The News Media and the Making of America, 1730-1865

Boston 1737: A Local News Network Case Study

Map of Boston

Boston in 1737 was a town becoming a city. It was both a traditional face-to-face community and a modern urban place: a community of strangers. Though the population was only about fifteen thousand, Boston was the largest city in British America at that time. And those fifteen thousand inhabitants were densely crowded onto a 1.2 square-mile peninsula jutting into Boston Harbor. In the mid-eighteenth century, Bostonians were increasingly divided by social and economic class, yet their individual lives were intertwined—in personal relationships, but also in the milieu of local public life. This case study offers a glimpse into the role of news in that milieu, examining how Bostonians navigated public life in their city by publishing, reading, and writing about the news.

The focus is on local news in a local community context. The providential interpretation of events, such as a sermon on a house fire, was part of that context, but so were the practical policy implications of events, such as proposals at a town meeting calling for stricter chimney inspections.

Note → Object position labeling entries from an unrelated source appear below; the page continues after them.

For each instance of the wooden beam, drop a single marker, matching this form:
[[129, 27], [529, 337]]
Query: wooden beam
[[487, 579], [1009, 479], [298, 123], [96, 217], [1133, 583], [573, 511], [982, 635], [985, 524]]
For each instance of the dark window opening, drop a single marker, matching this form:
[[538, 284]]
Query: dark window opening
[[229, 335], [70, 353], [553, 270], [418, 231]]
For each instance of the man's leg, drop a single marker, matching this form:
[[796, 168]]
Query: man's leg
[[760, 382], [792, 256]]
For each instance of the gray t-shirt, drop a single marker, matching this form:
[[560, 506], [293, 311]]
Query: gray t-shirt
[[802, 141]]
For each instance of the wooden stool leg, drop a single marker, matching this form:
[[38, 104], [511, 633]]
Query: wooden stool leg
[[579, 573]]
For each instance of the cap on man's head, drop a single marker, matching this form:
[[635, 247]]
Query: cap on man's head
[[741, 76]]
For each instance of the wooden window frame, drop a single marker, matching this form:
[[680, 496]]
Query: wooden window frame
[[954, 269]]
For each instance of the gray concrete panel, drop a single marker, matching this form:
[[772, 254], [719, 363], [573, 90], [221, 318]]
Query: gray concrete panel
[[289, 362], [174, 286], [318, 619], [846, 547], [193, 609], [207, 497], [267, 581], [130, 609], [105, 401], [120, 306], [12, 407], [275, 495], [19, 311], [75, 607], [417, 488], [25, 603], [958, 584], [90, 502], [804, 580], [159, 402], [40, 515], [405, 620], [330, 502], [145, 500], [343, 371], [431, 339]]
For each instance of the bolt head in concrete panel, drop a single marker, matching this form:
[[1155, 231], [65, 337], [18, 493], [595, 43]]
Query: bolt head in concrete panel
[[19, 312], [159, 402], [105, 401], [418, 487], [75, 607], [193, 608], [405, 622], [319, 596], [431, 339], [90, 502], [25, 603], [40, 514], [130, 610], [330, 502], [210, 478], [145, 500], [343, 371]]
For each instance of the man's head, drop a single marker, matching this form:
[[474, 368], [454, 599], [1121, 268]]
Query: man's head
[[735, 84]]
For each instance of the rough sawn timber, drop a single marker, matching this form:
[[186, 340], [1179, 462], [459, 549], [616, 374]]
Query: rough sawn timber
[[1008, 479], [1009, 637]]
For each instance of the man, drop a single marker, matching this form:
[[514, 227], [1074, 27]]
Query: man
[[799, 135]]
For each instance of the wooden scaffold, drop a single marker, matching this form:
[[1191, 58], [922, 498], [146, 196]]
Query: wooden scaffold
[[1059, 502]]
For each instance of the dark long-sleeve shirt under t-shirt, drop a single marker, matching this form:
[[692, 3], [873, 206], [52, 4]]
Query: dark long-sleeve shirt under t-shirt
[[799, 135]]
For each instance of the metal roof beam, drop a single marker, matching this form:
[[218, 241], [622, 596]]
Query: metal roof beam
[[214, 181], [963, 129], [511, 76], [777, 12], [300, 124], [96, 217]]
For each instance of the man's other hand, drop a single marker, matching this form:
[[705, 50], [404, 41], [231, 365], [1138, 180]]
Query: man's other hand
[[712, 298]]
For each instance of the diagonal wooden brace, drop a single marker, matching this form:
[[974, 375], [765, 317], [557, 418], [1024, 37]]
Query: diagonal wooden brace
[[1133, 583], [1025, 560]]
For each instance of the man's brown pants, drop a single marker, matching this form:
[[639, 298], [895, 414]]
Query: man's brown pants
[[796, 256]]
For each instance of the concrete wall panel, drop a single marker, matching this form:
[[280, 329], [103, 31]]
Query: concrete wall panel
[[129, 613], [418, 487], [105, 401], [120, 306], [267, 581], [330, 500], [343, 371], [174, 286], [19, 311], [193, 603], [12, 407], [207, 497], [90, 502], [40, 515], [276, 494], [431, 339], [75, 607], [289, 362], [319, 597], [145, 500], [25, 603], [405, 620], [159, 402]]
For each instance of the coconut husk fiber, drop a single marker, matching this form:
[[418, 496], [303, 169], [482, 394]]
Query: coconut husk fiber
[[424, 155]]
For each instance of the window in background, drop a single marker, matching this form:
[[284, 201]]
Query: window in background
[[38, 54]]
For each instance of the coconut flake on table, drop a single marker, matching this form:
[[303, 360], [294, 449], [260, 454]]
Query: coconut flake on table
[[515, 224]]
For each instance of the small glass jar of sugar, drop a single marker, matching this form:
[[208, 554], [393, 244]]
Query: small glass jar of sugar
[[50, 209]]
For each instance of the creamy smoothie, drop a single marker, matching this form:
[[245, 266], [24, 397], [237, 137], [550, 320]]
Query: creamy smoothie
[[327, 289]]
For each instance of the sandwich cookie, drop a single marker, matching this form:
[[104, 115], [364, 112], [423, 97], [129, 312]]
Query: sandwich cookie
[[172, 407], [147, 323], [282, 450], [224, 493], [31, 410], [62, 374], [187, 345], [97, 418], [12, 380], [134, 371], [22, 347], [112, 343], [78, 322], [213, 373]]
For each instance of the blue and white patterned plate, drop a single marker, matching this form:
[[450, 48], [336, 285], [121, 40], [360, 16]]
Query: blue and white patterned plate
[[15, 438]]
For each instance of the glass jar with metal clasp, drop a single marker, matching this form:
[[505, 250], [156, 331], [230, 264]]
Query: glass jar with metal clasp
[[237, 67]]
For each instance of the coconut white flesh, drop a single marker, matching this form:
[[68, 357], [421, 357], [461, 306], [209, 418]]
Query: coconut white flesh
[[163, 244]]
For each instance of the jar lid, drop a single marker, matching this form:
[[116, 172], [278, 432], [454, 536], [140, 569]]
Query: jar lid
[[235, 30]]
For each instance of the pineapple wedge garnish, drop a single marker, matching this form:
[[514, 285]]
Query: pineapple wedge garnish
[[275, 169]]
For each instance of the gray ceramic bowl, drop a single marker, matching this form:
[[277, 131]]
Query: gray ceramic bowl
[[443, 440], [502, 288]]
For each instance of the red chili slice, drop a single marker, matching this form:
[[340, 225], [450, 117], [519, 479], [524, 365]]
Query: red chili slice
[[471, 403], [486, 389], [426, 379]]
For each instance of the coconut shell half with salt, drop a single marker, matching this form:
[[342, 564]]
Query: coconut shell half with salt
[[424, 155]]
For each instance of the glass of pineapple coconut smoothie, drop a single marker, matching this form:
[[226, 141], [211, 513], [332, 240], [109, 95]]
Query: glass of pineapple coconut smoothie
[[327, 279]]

At one end of a continuum, news involved major public events and interpretations of events certified by the governor and other local authorities; at the other end, news involved routine events that Bostonians noticed and indexed into the daily rhythms of their lives.

The media through which news circulated in eighteenth-century Boston ranged from oral/aural communication (bells and drums, meetings and sermons, street gatherings and private conversations) to handwritten documents (letters, diaries, and manuscript “publications”) to print (pamphlets, broadsides, printed sermons, almanacs, and newspapers). The items included in this case study reflect the different functions of the media forms and the interplay among them. Often the same news appeared across all or most of these media but in different styles, ranging from terse statements of fact to elaborate interpretive commentary. Of course, the news milieu of Boston stretched out to the entire world; Bostonians were readers of letters, books, and newspapers from abroad. But it was strikingly local as well.

The focus here on one year—1737—suggests the links between events in the city and the uses that people made of those events in verbal, handwritten, and printed communication systems.